In fact, the only way that it would even be technically possible (in Java, using the Map
and Set
APIs as defined) is if you were to place a strict upper bound on the number of entries. Practical Map and Set implementations need extra state proportional to the number of elements they hold. This state has to be stored somewhere, and when the current allocation is exceeded that storage needs to be expanded. In Java, that means that new nodes need to be allocated.
(OK, you could designed a data structure class that held onto old useless nodes for ever, and therefore never generated any collectable garbage ... but it is still generating garbage.)
So what can you do about this in practice ... to reduce the amount of garbage generated. Let's take HashMap
as an example:
Garbage is created when you remove an entry. This is unavoidable, unless you replace the hash chains with an implementation that never releases the nodes that represent the chain entries. (And that's a bad idea ... unless you can guarantee that the free node pool size will always be small. See below for why it is a bad idea.)
Garbage is created when the main hash array is resized. This can be avoided in a couple of ways:
You can give a 'capacity' argument in the HashMap constructor to set the size of the initial hash array large enough that you never need to resize it. (But that potentially wastes space ... especially if you can't accurately predict how big the HashMap
is going to grow.)
You can supply a ridiculous value for the 'load factor' argument to cause the HashMap to never resize itself. (But that results in a HashMap whose hash chains are unbounded, and you end up with O(N)
behaviour for lookup, insertion, deletion, etc.
In fact, creating garbage is not necessarily bad for performance. Indeed, hanging onto nodes so that the garbage collector doesn't collect them can actually be worse for performance.
The cost of a GC run (assuming a modern copying collector) is mostly in three areas:
- Finding nodes that are not garbage.
- Copying those non-garbage nodes to the "to-space".

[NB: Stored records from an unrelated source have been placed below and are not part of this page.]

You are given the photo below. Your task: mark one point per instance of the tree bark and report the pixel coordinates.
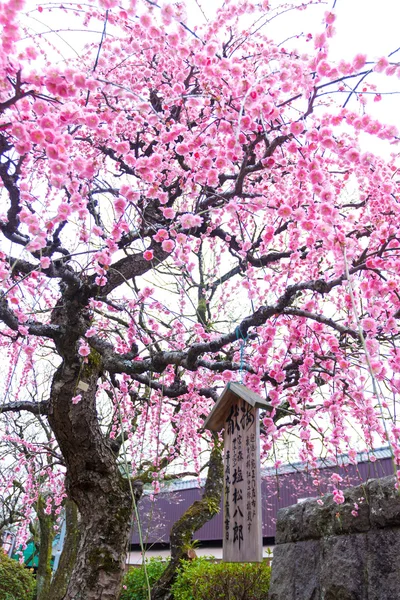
(69, 552)
(191, 521)
(93, 482)
(46, 536)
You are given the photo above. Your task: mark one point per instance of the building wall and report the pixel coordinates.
(329, 552)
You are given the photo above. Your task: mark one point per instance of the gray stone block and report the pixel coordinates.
(295, 571)
(342, 576)
(384, 502)
(382, 564)
(289, 526)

- Updating references in other non-garbage nodes to point to objects in "to-space".
(If you are using a low-pause collector there are other costs too ... generally proportional to the amount of non-garbage.)

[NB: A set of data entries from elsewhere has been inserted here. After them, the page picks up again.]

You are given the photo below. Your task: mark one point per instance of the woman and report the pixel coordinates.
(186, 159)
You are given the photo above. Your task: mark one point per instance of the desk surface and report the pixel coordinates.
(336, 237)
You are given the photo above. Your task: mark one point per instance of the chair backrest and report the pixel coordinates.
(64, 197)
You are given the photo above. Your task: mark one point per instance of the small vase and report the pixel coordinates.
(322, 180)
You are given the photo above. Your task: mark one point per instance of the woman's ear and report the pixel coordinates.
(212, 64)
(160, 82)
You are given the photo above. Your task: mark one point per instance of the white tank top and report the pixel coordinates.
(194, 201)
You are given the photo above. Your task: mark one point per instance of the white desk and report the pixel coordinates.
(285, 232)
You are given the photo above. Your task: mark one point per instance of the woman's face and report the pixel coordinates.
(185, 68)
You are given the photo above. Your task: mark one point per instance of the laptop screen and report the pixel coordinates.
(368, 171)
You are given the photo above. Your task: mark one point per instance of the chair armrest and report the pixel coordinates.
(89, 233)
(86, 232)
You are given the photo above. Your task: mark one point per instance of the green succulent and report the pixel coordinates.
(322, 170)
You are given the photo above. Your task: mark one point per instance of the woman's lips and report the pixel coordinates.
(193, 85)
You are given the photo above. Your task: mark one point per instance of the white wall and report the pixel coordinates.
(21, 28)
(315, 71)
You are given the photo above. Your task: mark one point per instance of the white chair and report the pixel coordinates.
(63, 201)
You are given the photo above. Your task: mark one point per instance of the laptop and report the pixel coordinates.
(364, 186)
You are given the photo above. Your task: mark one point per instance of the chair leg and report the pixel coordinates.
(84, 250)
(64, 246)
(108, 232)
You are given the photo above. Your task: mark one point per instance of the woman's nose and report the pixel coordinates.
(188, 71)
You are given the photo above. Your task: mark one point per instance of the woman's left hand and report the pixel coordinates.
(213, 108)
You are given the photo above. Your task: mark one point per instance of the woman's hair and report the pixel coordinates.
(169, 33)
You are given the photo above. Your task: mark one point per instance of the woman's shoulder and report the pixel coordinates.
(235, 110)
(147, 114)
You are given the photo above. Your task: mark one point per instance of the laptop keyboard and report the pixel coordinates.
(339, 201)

The only part of the GC's work that actually depends on the amount of garbage, is zeroing the memory that the garbage objects once occupied to make it ready for reuse. And this can be done with a single bzero
call for the entire "from-space" ... or using virtual memory tricks.
Suppose your application / data structure hangs onto nodes to avoid creating garbage. Now, when the GC runs, it has to do extra work to traverse all of those extra nodes, and copy them to "to-space", even though they contain no useful information. Furthermore, those nodes are using memory, which means that if the rest of the application generates garbage there will be less space to hold it, and the GC will need to run more often.

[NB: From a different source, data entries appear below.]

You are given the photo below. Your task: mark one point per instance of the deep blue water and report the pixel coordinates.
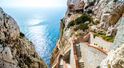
(41, 26)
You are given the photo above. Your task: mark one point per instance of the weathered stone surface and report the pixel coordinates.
(15, 50)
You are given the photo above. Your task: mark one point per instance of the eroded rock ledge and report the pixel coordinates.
(90, 30)
(15, 49)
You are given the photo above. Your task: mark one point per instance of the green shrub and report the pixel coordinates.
(115, 0)
(22, 35)
(71, 24)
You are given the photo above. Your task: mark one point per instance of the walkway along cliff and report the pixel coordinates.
(15, 49)
(91, 35)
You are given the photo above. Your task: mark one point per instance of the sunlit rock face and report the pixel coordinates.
(15, 49)
(84, 22)
(115, 58)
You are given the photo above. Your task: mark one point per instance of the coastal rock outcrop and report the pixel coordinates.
(15, 49)
(91, 32)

And if you've used weak/soft references to allow the GC to claw back nodes from your data structure, then that's even more work for the GC ... and space to represent those references.
Note: I'm not claiming that object pooling always makes performance worse, just that it often does, especially if the pool gets unexpectedly big.
And of course, that's why HashMap and similar general purpose data structure classes don't do any object pooling. If they did, they would perform significantly badly in situations where the programmer doesn't expect it ... and they would be genuinely broken, IMO.
Finally, there is an easy way to tune a HashMap so that an add immediately followed by a remove of the same key produces no garbage (guaranteed). Wrap it in a Map class that caches the last entry "added", and only does the put
on the real HashMap
when the next entry is added. Of course, this is NOT a general purpose solution, but it does address the use case of your earlier question.